The World’s Biggest Startups Are Growing Up wsj.com

In business terms, if not in behaviour. Alistair Barr, for the Wall Street Journal:

With revenue growth ebbing, profit margins shrinking and shares flat, Google is curbing hiring and seeking ways to run its sprawling empire more efficiently, according to recruiters, venture capitalists and others familiar with the matter.

[…]

For many years, Google teams assumed they could add staff each year. Now, Google executives are selecting which groups can hire, based on the company’s strategic priorities. Since late last year, many Google teams have had to submit plans describing how additional employees will produce specific business objectives, such as increased revenue or more users.

For example, Google last year capped hiring at the struggling Google+ social-media division, while the Nest connected-home unit was given more leeway to grow, according to people familiar with the changes.

Graham Lee quoting John Gruber (via Michael Tsai):

At just 20 percent of unit sales, Apple isn’t even close to a monopoly. At 92 percent profit share, they have a market dominance that rivals any actual monopoly the tech industry has ever seen. We don’t even have a term for this situation, it’s so unusual.

[…]

The thing it’s important to remember about monopolies or monopsonies is that they are not inherently bad: badness happens when an entity uses its dominant position in a market to set prices or other terms that are not considered fair, and that’s a pretty woolly situation.

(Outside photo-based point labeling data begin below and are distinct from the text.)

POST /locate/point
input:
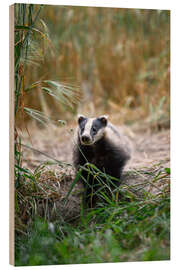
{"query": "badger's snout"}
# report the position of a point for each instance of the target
(86, 139)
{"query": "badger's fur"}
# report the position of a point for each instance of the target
(98, 142)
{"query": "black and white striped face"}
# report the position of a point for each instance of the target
(91, 129)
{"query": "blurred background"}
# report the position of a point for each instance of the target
(112, 60)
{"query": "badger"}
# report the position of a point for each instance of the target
(98, 142)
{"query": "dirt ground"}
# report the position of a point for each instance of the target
(145, 170)
(148, 147)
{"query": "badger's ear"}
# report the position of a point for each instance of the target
(103, 119)
(81, 118)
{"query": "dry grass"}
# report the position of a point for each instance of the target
(118, 57)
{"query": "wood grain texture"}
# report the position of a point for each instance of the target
(11, 135)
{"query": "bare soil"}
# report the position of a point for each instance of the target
(150, 157)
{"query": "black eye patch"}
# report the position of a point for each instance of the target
(82, 125)
(96, 126)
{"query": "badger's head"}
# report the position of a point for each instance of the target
(91, 130)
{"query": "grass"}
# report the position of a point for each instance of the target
(124, 232)
(126, 71)
(133, 228)
(128, 67)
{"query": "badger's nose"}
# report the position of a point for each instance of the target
(86, 139)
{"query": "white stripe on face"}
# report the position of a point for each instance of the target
(88, 126)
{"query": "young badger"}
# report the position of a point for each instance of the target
(99, 142)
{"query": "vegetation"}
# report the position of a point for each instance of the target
(118, 57)
(114, 60)
(126, 224)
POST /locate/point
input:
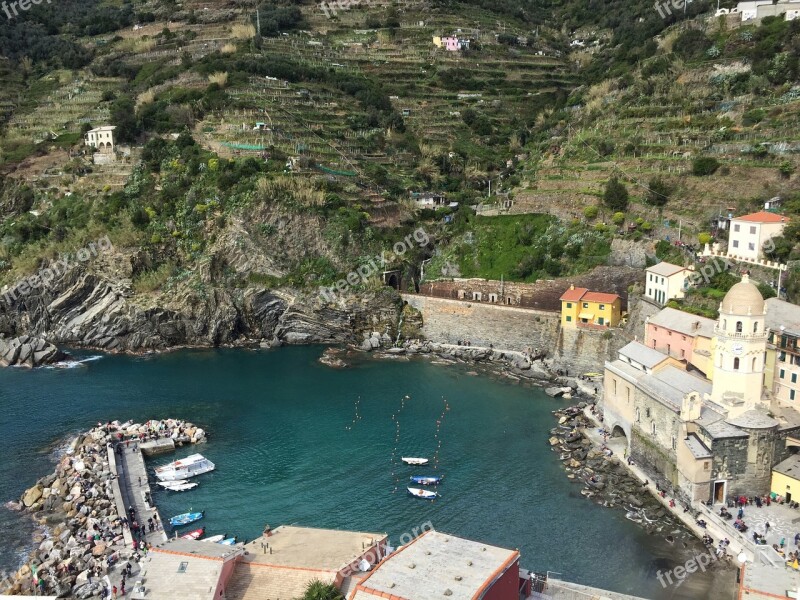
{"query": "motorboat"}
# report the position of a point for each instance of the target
(424, 494)
(426, 479)
(194, 535)
(178, 486)
(214, 539)
(192, 465)
(186, 518)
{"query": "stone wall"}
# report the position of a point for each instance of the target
(509, 328)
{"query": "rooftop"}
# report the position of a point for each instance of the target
(433, 563)
(185, 569)
(683, 322)
(665, 269)
(790, 466)
(782, 316)
(639, 353)
(311, 548)
(762, 216)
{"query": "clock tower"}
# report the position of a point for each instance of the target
(740, 345)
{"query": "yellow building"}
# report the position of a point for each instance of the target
(582, 308)
(786, 478)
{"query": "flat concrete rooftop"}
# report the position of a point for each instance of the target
(434, 563)
(310, 548)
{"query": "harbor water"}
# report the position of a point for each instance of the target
(296, 442)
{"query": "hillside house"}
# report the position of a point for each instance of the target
(101, 139)
(582, 308)
(748, 234)
(666, 281)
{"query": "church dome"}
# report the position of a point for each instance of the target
(743, 299)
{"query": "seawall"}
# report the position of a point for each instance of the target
(446, 321)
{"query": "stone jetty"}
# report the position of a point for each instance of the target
(80, 509)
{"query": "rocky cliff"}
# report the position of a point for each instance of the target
(94, 305)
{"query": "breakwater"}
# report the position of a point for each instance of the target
(81, 506)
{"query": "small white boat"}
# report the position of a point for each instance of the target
(214, 539)
(424, 494)
(195, 464)
(181, 487)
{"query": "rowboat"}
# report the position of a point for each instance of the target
(424, 494)
(426, 479)
(186, 518)
(194, 535)
(214, 539)
(195, 464)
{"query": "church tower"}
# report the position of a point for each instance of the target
(740, 345)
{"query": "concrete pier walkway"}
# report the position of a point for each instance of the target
(136, 488)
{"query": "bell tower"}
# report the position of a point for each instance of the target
(740, 344)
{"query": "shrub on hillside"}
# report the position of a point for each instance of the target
(615, 196)
(704, 165)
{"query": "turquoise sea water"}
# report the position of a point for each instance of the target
(296, 442)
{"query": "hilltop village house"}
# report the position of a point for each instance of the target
(582, 308)
(698, 402)
(749, 233)
(666, 281)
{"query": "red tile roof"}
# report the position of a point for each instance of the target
(573, 294)
(762, 217)
(600, 297)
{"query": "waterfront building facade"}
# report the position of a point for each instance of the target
(709, 434)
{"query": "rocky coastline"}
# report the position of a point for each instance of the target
(82, 531)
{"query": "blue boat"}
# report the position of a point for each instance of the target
(426, 479)
(186, 518)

When the one buyer in your market decides that your contribution is “amateur hour” (sucks to be a hobbyist, I guess), or that your content is “over the line”, and doesn’t want to buy your product, you have no other vendors to sell it to: is that fair?

These companies aren’t little any more. They’re huge, and have the kind of influence over our lives that their market cap implies. Sometimes, though, we forget that. Whether that’s because they both project an image of friendly youthfulness or because the law is having a hard time keeping up with rapidly-changing technology, I’m not sure. It sure is interesting to watch this era take shape.